Detroit won its third in a row as Henrik Zetterberg scored the Wings' lone regulation goal and added the clincher in the shootout for a 2-1 victory over San Jose on Thursday night, ending the Sharks' winning streak at six games.

Between free-agent departures and injuries to top-six forwards John Franzen and Valtteri Filppula, the Wings don't have the firepower of previous seasons. But they've won three in a row with defense and goaltending -- Chris Osgood stopped 33 shots through 65 minutes and made two more saves in the shootout.

"We have a veteran core here that understands … we're not winning the way we did in the past," Detroit coach Mike Babcock said. "With the group we have right now and the injuries we have, this is how we have to play."

Zetterberg banged in the rebound of Nicklas Lidstrom's point shot early in the third period to get the Wings even at 1-1. After Pavel Datsyuk put the Wings ahead by scoring on the first shot of the shootout, Zetterberg made a spectacular backhand-to-forehand deke in the third round before beating Evgeni Nabokov with a high flip to end the game.
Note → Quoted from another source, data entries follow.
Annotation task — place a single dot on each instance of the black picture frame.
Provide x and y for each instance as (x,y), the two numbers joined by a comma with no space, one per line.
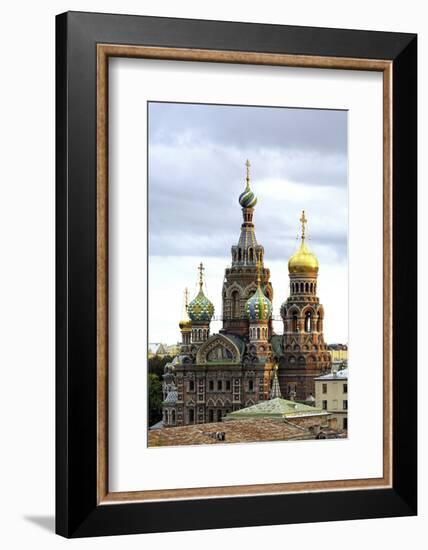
(77,511)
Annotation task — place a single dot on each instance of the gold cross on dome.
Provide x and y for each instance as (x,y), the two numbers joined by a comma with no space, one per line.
(303,221)
(247,164)
(201,274)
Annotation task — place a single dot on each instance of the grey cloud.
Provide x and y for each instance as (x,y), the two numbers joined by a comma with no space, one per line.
(273,128)
(195,179)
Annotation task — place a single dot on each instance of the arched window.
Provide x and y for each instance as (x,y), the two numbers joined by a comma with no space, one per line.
(235,303)
(308,321)
(294,324)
Nabokov stopped 35 shots for the Sharks, who had won 3-2 in a shootout at Columbus on Wednesday. Osgood allowed only a goal by Logan Couture late in the second period, and stopped Dan Boyle and Ryane Clowe in the shootout.

"Ozzie's got to be feeling really good about himself," Babcock said of his starting goaltender, who's allowed just two goals in winning three in a row. "We're playing well in front of him, but he's playing well."

Detroit improved to 28-4-1 against San Jose at Joe Louis Arena. The Sharks went home with a 2-0-1 record on a three-game trip that includes wins at Carolina and Columbus.

"We fought hard for the one point, and we got five out of six on the road," Boyle said. "We would have taken that before the road trip started."

The teams banged away at each other for the opening 20 minutes, generating lots of hits and physical play but only one power play -- to San Jose when Justin Abdelkader was called for tripping at 15:07 -- and few scoring chances. San Jose outshot Detroit 11-7.

Detroit got its first man advantage 11:22 into the second period when Boyle was called for tripping Osgood. San Jose killed the penalty, and grabbed the lead just 69 seconds after Boyle returned.

Defenseman Joe Callahan, one of a handful of minor-league call-ups by the injury-riddled Sharks, triggered a quick break that left three Wings racing to catch up with the play. Callahan led a 3-on-2 into the Wings zone, drew the defense to him and dished to Couture, a rookie whose wrist shot from just below the right faceoff dot went between Osgood's legs at 14:41 for his first NHL goal.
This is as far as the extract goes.